Last part on this project is we are going to interpret the characteristics of each cluster by setting specific features on the distribution plot with plot_model() function.

In [17]:
plot_model(kmeans, plot = 'distribution', feature='PURCHASES_INSTALLMENTS_FREQUENCY')

Clusters 0 and 2 are observed to have customers whose purchases in installments are not frequently being done.
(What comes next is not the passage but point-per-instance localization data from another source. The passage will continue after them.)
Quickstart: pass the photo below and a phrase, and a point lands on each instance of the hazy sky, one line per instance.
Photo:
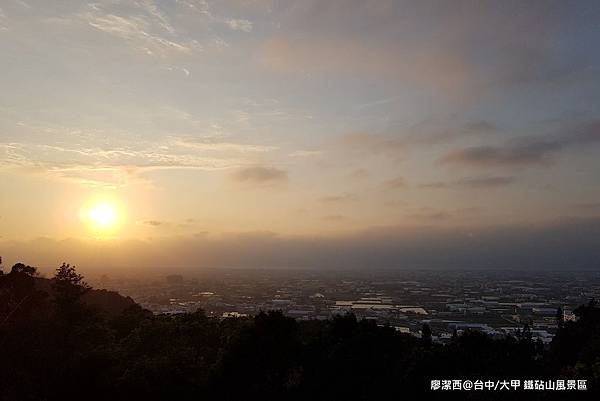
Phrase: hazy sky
(303, 133)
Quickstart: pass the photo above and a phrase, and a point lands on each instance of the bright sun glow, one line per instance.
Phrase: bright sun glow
(102, 216)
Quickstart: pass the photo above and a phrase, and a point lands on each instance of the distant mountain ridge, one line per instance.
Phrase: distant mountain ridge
(109, 303)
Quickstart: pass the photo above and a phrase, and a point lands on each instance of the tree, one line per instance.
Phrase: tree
(68, 286)
(426, 335)
(21, 268)
(560, 318)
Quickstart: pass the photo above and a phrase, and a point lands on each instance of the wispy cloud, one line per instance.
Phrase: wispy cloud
(260, 175)
(528, 150)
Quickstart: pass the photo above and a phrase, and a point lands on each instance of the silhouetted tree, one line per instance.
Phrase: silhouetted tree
(560, 318)
(426, 335)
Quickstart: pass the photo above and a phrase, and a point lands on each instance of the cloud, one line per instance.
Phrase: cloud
(343, 198)
(563, 244)
(123, 164)
(485, 182)
(260, 175)
(334, 218)
(136, 30)
(394, 183)
(153, 223)
(374, 143)
(478, 182)
(527, 151)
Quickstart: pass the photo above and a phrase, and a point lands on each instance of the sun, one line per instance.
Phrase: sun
(102, 216)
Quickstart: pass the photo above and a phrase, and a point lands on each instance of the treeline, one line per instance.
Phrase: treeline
(58, 344)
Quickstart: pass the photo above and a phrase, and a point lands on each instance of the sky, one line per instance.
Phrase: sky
(258, 133)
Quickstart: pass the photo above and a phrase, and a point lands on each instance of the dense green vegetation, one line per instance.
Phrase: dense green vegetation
(61, 340)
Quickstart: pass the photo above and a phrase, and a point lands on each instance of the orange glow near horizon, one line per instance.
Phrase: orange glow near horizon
(102, 216)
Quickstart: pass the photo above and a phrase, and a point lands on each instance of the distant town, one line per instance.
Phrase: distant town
(496, 303)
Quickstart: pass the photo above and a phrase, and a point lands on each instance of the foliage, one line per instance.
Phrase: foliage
(55, 346)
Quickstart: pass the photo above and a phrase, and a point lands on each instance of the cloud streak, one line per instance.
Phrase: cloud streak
(526, 151)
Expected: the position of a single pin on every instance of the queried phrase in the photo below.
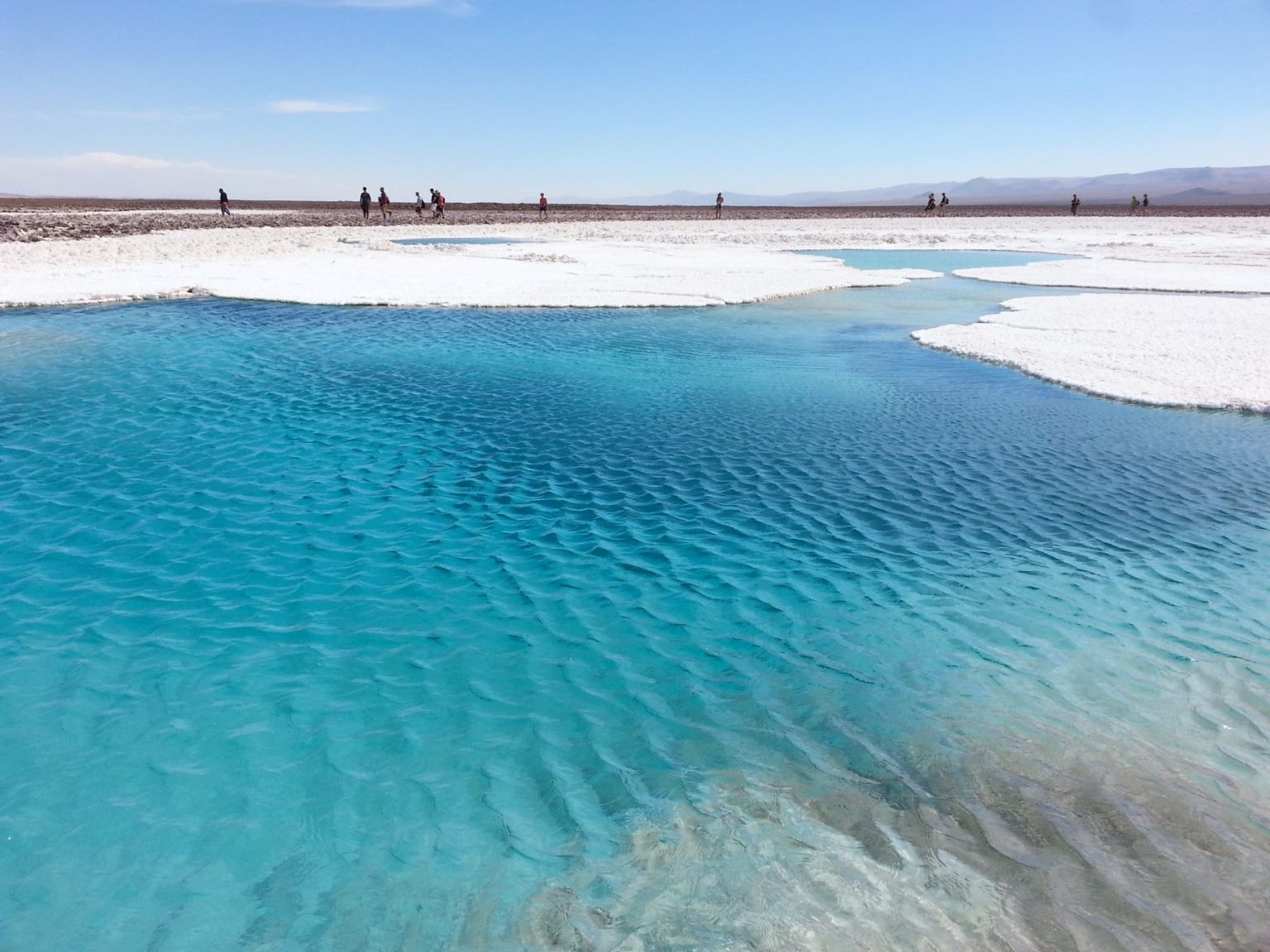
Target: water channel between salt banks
(715, 629)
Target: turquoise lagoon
(755, 627)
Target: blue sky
(500, 99)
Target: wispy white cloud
(455, 7)
(296, 107)
(120, 174)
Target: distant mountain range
(1206, 186)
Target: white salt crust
(1186, 350)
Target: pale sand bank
(1172, 350)
(1203, 352)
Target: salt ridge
(1161, 350)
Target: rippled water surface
(730, 629)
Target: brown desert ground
(68, 218)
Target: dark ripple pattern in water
(753, 627)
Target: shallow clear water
(748, 627)
(883, 258)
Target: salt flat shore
(1186, 343)
(52, 218)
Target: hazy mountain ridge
(1196, 186)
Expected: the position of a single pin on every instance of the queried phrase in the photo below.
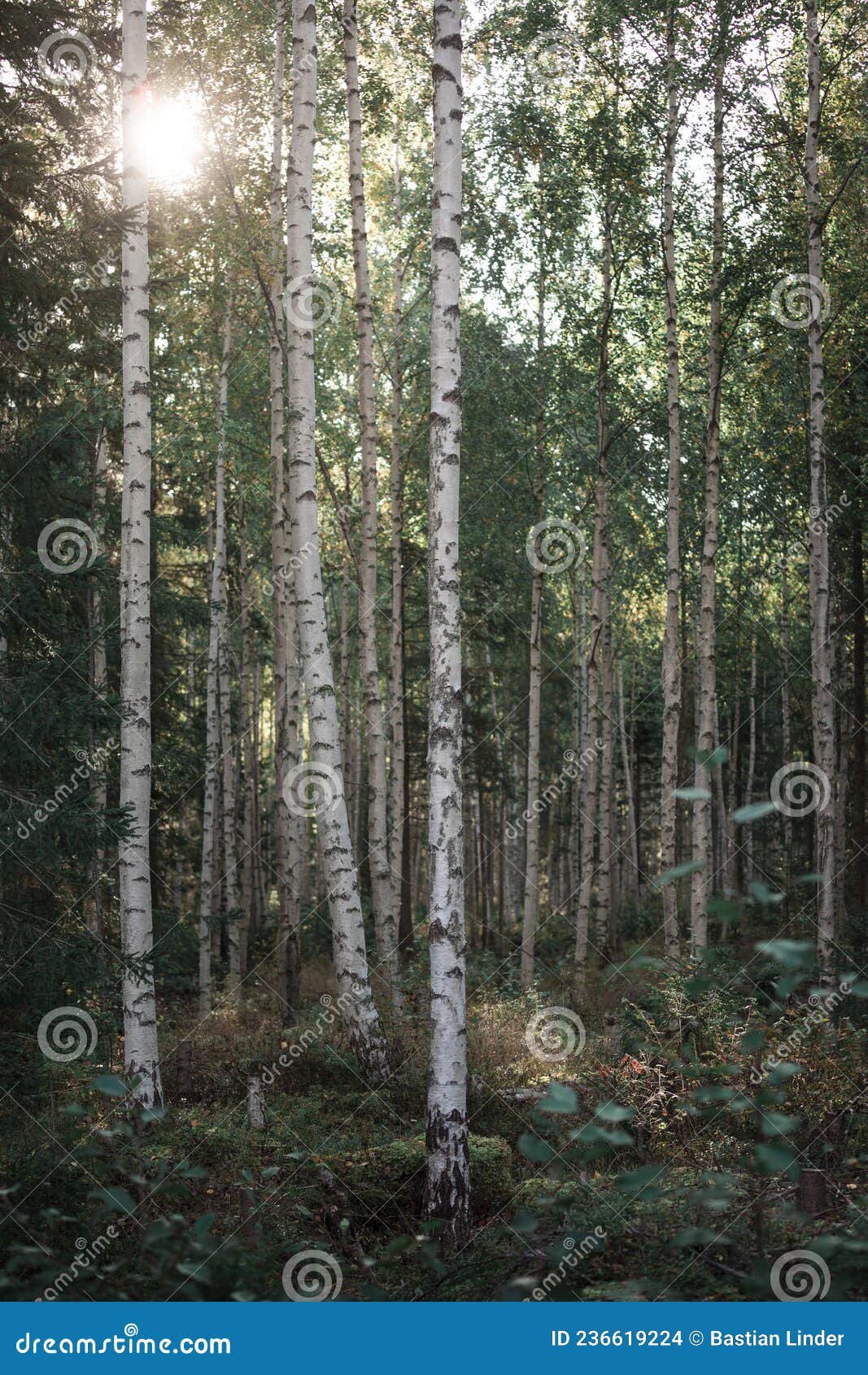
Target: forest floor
(631, 1166)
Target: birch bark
(818, 565)
(672, 657)
(358, 1008)
(706, 637)
(447, 1184)
(141, 1051)
(386, 914)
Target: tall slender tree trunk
(672, 657)
(398, 759)
(534, 689)
(706, 637)
(633, 887)
(98, 683)
(358, 1008)
(141, 1051)
(860, 773)
(219, 597)
(285, 661)
(386, 914)
(818, 564)
(447, 1183)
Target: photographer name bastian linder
(796, 1338)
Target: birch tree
(386, 916)
(447, 1181)
(672, 657)
(282, 591)
(818, 561)
(338, 861)
(141, 1051)
(706, 634)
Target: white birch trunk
(338, 860)
(672, 657)
(219, 597)
(386, 918)
(706, 634)
(141, 1052)
(818, 565)
(447, 1184)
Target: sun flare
(171, 141)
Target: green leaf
(754, 811)
(784, 1072)
(559, 1099)
(699, 1237)
(534, 1148)
(761, 893)
(643, 1183)
(774, 1158)
(724, 909)
(779, 1124)
(115, 1199)
(614, 1113)
(111, 1085)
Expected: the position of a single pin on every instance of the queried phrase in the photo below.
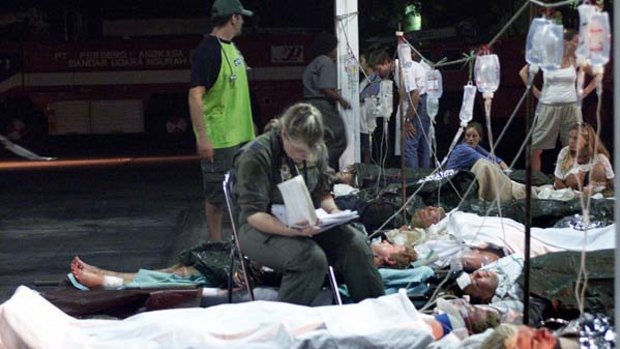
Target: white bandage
(112, 282)
(463, 281)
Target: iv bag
(467, 108)
(372, 111)
(534, 45)
(599, 39)
(583, 48)
(552, 46)
(434, 84)
(432, 107)
(386, 98)
(486, 72)
(404, 58)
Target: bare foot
(80, 264)
(87, 277)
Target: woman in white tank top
(557, 109)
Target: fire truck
(117, 86)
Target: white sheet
(29, 321)
(474, 230)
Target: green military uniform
(259, 167)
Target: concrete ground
(119, 217)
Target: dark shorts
(213, 174)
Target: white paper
(299, 207)
(299, 212)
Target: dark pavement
(119, 217)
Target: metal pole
(402, 91)
(346, 29)
(616, 43)
(528, 202)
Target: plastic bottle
(486, 72)
(467, 108)
(552, 46)
(599, 38)
(434, 84)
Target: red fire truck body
(128, 86)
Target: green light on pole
(413, 18)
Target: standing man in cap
(219, 104)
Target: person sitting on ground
(508, 336)
(468, 152)
(584, 164)
(294, 146)
(493, 182)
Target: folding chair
(227, 185)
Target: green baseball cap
(222, 8)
Meanwhile, clusters 1 and 3 tend to settle their installments frequently.

In [18]:
plot_model(kmeans, plot = 'distribution', feature='CREDIT_LIMIT')

Cluster 3 has the largest credit card usage limit with a median value of $9000, followed by cluster 2 with a median of $7000. Meanwhile, clusters 0 and 1 have a smaller usage limit with a median value of $2500 and $3000, respectively.

In [19]:
plot_model(kmeans, plot = 'distribution', feature='PAYMENTS')

Customers in cluster 3 tend to make large payments compared to other clusters.

In [20]:
plot_model(kmeans, plot = 'distribution', feature='BALANCE')

Another interesting point was found in cluster 2, where the balance amount left in their account was known to be relatively large

Cluster 2 and cluster 3 are detected to have a balance that tends to be large, but the usage in cluster 2 is relatively smaller than cluster 3

Conclusion

  • Customer segmentation based on credit card usage has been successfully carried out using the PyCaret library.
  • The resulting optimum cluster is 4 clusters.
  • The model successfully performs a cluster prediction on the new dummy data
  • Models that have been generated can be saved and embedded in the application.
  • Visualization with plot_model() is able to show the characteristics shown by each cluster. This can be used by the marketing team to promote and offer products that are more suited to the circumstances of each customer. So that the possibility of customers to accept the offer or promotion is getting bigger.